Kamu sektörünün talep yapısının firmaları dikey bütünleşmeye teşvik etmesi de piyasa yapısını uzun vadede değiştirebilecektir. Kamu idarelerinin dikey ilişkili ürün veya hizmetleri bir arada satın alması firmaların uzun vadede dikey bütünleşik bir yapıyı tercih etmelerine sebep olabilecektir (OECD 2007b, 18). Kamu Alımları ve Yerel İdare Atık Yönetim Pazarında Rekabet raporunda bu konuya değinilmiş ve yerel idarelerce atık toplama ve işleme hizmetlerinin birarada talep edilmesinin firmaları dikey bütünleşmeye ittiğine, daha az yatırım maliyeti gereken atık toplama işini gerçekleştirebilecek birçok firma varken, iki hizmeti bir arada verebilecek firma sayısının daha az olduğuna dikkat çekilmiştir. Tersine kamu sektörü dikey ilişkili ürün ve hizmetleri ayrı talep ederek firmaların dikey bütünleşme isteğini azaltabilecektir (OFT 2004, 89).

Kamu sektörünün en büyük ya da önemli alıcılardan olduğu piyasalarda teşebbüslerin varlığının devamı için kamu sektörüyle iş ilişkisinde olması önem taşıyabilmekte ve bu nedenle bazı teşebbüsler pazardan çıkabilmekte veya ticari faaliyeti kısıtlanabilmektedir (OFT 2004, 81). Aynı zamanda, bazı durumlarda kamu sektörünün, alım uygulamaları ile pazara girişi teşebbüsler için kolaylaştırarak rekabeti arttırma potansiyeli bulunmaktadır. Bu tür bir uygulamaya İngiltere’de sağlık hizmetlerinden sorumlu idare olan NHS (National Health Service) medikal

gaz alım piyasasındaki tutumu örnek verilebilir. 90’lı yıllarda NHS’nin tek bir medikal gaz tedarikçisi olmasının yenilikçiliği kısıtladığı ve fiyatları arttırdığı düşünülmekteydi. 1997 yılında NHS; sağlık sistemi içinde yer alan iki kamu idaresinin yeni bir medikal gaz sağlayıcısı ile anlaşma yapmasını sağlayarak, 1999 yılında pazarın yeni bir oyuncu kazanmasına yol açmıştır. Ancak kamu sektöründeki birbirinden bağımsız alıcıların biraraya gelerek pazara yeni girişi desteklemeleri ve bu sürecin maliyetine katlanmaları zor olabilmektedir (OFT 2004, 83). Kamu alım piyasalarındaki düzenlemelerin bu tür bir uygulamaya ne ölçüde imkân verdiği de başka bir zorluktur.

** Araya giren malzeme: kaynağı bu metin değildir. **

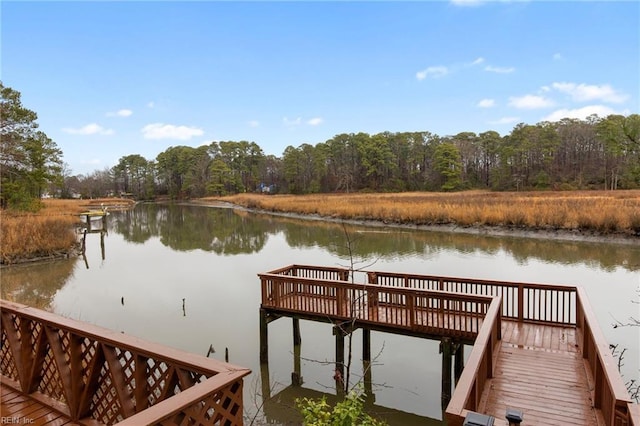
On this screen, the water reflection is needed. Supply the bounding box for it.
[1,259,77,310]
[112,204,639,272]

Kamu sektörünün baskın olduğu bu tür pazarlarda kamu idarelerinin bir mal veya hizmeti dışarıdan temin etmek yerine kendi bünyesinde üretmeyi tercih

etmesi de pazar yapısını önemli ölçüde etkileyecektir. Bu durumda pazardaki teşebbüslerin faaliyet alanı daraldığı ve pazar küçüldüğü için optimum oyuncu sayısı azalacaktır. Bunun sonucu olarak da bazı oyuncuların pazar dışına çıkması gerekebilecektir (OFT 2004, 82). Kamu idaresinin dışarıdan temin etmek yerine kendi üretim yapması veya yapacağı algısı da özel teşebbüslerin pazara olan ilgisini azaltacaktır (OFT 2006, 19).

Kamu alım uygulamaları ile pazar yapısının değiştirilmesi istisnai koşullarda gerçekleşebilecektir. Kısa vadedeki rekabetin piyasa yapısı üzerinde uzun vadeli etkilerinin olması için, pazar yapısındaki değişikliklerin kolayca tersine çevrilebilecek nitelikte olmaması ve potansiyel rekabeti engelleyen giriş engellerinin olması gereklidir (OFT 2004, 83). Aksi takdirde ilgili piyasada eksik rekabet olmasından faydalanmak isteyen yeni girişlerle pazar rekabetçi bir yapıya tekrar kavuşabileceğinden, kamu alım uygulamaları ile pazara müdahale edilmesi gerekli olmayacaktır.